Qu’est-ce que la Russie de Vladimir Poutine avait à gagner de l’élection de Donald Trump? Plein de choses si on regarde le président aller. Mais en réalité, leur but premier était de créer de l’incertitude et de la division chez les Américains, déstabiliser la population et le pays en entier afin qu’ils soient trop occupés et laissent le champ libre à la Russie pour réaliser ses ambitions.

Ils ont réussi.

C’était visible tout de suite après l’élection et ça l’est encore plus depuis quelques semaines avec les manifestations contre les mesures de confinement et celles contre le racisme — ou se mêlent fauteurs de troubles et racistes pour causer encore plus de confusion.

Sommes-nous à l’abri de tout cela au Canada? Nous l’avons déjà écrit ici même : non. L’extrême droite canadienne est plus petite que l’extrême droite américaine, mais elle existe et est de plus en plus organisée.

Heureusement, la déconfiture de Maxime Bernier à l’élection fédérale de 2019 prouve que l’électorat canadien est — pour l’instant — réfractaire à cette ligne de pensée.
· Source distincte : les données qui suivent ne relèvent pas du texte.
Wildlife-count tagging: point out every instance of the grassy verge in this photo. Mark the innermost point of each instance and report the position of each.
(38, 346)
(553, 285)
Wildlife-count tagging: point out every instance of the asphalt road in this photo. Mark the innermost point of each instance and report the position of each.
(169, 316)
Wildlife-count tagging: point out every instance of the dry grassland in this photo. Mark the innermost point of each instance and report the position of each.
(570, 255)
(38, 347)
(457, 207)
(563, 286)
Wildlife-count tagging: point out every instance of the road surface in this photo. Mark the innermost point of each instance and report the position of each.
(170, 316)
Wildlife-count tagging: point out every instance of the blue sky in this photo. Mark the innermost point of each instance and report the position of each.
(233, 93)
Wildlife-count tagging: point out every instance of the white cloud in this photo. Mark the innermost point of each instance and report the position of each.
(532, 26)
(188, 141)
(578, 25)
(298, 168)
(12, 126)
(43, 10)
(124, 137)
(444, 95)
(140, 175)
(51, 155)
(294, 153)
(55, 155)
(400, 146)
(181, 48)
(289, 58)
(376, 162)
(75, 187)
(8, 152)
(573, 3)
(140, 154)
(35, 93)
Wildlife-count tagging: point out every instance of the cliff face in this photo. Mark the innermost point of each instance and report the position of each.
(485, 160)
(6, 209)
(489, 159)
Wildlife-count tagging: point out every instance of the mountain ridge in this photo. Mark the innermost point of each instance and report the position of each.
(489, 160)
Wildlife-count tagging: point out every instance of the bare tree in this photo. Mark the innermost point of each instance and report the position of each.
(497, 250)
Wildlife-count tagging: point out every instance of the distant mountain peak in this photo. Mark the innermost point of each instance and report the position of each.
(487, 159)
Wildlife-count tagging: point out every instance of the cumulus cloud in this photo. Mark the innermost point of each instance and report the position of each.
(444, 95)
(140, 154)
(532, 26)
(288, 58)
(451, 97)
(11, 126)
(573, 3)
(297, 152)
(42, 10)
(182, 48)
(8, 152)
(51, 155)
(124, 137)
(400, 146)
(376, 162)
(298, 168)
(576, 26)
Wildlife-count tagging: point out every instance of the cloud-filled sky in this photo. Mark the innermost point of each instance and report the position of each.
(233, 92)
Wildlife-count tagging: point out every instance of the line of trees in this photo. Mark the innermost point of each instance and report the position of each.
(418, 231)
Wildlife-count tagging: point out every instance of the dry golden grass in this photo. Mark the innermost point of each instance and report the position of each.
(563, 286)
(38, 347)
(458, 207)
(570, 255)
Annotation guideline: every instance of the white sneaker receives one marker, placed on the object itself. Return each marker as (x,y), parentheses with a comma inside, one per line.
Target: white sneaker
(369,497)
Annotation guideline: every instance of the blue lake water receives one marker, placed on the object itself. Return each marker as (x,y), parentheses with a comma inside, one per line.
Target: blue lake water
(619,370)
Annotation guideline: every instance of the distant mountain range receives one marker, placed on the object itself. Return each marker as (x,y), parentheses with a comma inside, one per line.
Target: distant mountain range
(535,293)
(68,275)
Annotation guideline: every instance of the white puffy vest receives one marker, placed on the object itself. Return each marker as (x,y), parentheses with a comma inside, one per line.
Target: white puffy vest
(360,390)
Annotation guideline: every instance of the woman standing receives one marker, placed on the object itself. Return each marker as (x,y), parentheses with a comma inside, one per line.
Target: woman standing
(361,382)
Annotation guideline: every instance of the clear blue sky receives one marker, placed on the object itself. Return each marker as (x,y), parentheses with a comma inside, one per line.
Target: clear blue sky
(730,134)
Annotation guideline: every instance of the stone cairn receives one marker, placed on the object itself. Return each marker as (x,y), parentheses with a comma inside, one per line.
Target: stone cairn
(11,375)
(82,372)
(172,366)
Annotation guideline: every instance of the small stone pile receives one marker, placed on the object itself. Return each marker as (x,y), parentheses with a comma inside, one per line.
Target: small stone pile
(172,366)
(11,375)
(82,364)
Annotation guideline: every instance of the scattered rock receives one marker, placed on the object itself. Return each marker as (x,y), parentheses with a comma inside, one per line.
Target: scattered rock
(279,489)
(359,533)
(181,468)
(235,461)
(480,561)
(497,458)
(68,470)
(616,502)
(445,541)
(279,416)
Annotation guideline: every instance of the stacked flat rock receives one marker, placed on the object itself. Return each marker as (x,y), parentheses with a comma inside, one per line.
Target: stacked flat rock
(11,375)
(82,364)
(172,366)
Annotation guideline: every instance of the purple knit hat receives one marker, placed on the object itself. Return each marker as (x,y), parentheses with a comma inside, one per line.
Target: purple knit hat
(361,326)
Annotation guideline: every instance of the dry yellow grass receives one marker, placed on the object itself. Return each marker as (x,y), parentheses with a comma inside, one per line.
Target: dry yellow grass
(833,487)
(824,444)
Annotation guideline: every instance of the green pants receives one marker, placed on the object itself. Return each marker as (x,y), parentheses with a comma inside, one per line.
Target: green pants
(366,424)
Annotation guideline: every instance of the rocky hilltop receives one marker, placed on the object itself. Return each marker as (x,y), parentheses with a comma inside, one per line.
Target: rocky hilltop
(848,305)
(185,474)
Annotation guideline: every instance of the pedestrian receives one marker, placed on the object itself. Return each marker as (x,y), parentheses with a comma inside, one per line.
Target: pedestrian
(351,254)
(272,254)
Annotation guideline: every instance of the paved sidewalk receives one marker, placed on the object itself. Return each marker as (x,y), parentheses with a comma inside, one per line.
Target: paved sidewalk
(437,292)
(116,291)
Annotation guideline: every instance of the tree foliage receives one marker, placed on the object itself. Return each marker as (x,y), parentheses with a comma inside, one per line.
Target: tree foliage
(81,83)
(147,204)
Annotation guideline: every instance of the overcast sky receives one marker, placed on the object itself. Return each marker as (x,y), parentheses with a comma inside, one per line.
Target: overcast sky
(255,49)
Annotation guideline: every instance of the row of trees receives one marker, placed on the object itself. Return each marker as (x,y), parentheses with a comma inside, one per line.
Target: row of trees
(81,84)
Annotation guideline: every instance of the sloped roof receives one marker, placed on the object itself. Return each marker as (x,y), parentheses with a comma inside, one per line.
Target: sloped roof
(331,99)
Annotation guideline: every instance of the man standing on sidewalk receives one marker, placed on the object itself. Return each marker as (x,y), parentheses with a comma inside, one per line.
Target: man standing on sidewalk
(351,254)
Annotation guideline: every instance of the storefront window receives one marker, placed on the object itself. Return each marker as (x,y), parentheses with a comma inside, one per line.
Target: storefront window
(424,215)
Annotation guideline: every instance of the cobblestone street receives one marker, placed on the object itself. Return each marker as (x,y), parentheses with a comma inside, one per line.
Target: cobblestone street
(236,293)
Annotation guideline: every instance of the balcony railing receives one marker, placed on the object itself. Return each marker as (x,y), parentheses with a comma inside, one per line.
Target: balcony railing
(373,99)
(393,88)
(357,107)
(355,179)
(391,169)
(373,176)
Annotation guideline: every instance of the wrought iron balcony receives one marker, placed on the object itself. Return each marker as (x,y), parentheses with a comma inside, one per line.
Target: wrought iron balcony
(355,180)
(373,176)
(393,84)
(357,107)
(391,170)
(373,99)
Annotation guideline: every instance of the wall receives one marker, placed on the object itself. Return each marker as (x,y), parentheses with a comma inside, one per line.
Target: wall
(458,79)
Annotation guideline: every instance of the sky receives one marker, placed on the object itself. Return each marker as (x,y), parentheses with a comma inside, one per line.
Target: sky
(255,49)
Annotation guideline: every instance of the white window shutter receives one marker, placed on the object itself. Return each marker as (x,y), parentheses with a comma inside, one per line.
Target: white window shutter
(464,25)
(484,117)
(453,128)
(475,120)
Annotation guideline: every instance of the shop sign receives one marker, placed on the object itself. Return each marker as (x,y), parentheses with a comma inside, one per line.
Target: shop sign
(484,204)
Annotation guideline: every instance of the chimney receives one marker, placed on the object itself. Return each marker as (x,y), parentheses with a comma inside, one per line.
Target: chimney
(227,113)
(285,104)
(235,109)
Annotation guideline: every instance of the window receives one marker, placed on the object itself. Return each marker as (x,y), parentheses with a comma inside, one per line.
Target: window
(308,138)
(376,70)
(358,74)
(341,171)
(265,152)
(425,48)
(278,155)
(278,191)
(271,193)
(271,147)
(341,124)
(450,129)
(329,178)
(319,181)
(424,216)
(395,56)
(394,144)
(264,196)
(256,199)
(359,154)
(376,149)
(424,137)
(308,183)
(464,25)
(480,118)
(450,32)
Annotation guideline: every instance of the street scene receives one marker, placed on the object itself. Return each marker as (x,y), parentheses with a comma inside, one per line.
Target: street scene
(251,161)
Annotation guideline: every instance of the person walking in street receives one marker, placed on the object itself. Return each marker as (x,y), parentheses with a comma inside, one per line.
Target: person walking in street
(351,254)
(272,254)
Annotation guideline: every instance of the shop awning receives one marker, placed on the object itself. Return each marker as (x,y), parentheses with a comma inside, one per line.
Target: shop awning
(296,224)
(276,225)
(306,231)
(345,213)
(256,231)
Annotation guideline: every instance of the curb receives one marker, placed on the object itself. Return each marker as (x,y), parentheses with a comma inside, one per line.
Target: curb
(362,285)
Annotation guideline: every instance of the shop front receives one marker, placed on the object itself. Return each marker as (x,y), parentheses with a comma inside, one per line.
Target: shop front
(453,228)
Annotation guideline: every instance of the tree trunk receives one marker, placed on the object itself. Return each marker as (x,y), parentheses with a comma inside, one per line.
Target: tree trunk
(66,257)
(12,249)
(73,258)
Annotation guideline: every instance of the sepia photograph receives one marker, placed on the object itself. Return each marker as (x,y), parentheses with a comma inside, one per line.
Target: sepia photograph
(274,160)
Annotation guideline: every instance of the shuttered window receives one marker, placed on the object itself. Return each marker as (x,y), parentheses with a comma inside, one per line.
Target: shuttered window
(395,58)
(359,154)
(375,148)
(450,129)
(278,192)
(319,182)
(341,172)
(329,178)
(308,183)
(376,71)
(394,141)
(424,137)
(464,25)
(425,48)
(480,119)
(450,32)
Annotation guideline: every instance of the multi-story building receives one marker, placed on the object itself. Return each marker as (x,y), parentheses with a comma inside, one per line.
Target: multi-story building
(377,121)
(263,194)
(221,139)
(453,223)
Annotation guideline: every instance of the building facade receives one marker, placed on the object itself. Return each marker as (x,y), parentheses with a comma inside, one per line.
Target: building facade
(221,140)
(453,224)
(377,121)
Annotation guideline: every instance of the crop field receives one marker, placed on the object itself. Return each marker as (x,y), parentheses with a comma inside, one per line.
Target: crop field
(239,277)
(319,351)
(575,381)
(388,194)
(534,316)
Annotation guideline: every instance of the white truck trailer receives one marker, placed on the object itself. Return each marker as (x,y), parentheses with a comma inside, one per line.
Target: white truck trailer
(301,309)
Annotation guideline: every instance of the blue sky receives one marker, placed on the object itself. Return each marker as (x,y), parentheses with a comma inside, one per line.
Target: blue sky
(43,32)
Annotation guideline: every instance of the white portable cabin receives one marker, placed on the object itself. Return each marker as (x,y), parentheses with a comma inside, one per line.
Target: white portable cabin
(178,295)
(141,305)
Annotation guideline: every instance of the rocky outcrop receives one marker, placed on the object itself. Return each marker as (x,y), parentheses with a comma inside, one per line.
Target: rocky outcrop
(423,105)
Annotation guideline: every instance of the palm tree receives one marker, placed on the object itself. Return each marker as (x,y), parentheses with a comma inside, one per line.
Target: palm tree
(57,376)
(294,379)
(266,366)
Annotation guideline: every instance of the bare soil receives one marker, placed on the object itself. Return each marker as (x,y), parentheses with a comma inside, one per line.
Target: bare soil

C’est d’autant plus une bonne nouvelle quand on sait que la Russie applique aussi ses tactiques sur les réseaux sociaux au Canada. Donc, méfiez-vous.

Pendant ce temps, la «civilisation» américaine s’écroule devant nos yeux, ironiquement, presque de la même façon que l’a fait l’Union soviétique au début des années 1990. Le rêve américain — celui où chacun se bat pour son propre succès — et le capitalisme à outrance qu’il privilégie ont créé une société où chacun voit l’autre comme un ennemi contre qui il doit se battre pour avoir sa part des récoltes, la meilleure éducation, l’accès aux soins de santé, etc.

Encore une fois, sommes-nous à l’abri au Canada? Non.

Même si notre répartition de la richesse a créé un tissu social plus solide qui ne nous force pas à nous entredéchirer pour acheter une banane ou payer notre séjour à l’hôpital, ces services sont en ce moment si mal financés que l’élastique est tendu à son maximum.

Le meilleur exemple récent est très certainement la déconfiture des centres de soins de longue durée pendant la pandémie; surtout ceux contrôlés par des intérêts privés en Ontario. La recherche des profits continue d’avantager les investisseurs au détriment des bénéficiaires — sans qui l’investisseur n’aurait pas un sou pourtant.

Mais ce n’est qu’un exemple. Les coupures en santé, en éducation et en environnement, alors que l’on continue à subventionner les grandes entreprises riches et les pétrolières, ne font qu’agrandir l’écart entre les riches et les pauvres au Canada comme ailleurs.

Si elles continuent, ces mêmes coupures créeront une population moins éduquée, plus malade, découragée par l’effritement de son pouvoir d’achat, effrayée par ses chances de survie et, finalement, plus en colère. Elle cherchera alors des solutions rapides et faciles que des politiciens riches et âgés, qui n’ont jamais connus la misère, leur vendront; appuyés malgré eux par les Russes et les Chinois, ouvertement ou non.

C’est là le prix ultime de la poursuite du profit au détriment de la vie des autres et même des baisses d’impôts.

Comme l’a écrit l’auteur anglais Umair Haque en décembre : «Des gens qui se battent pour leur survie ne peuvent pas prendre soin des autres».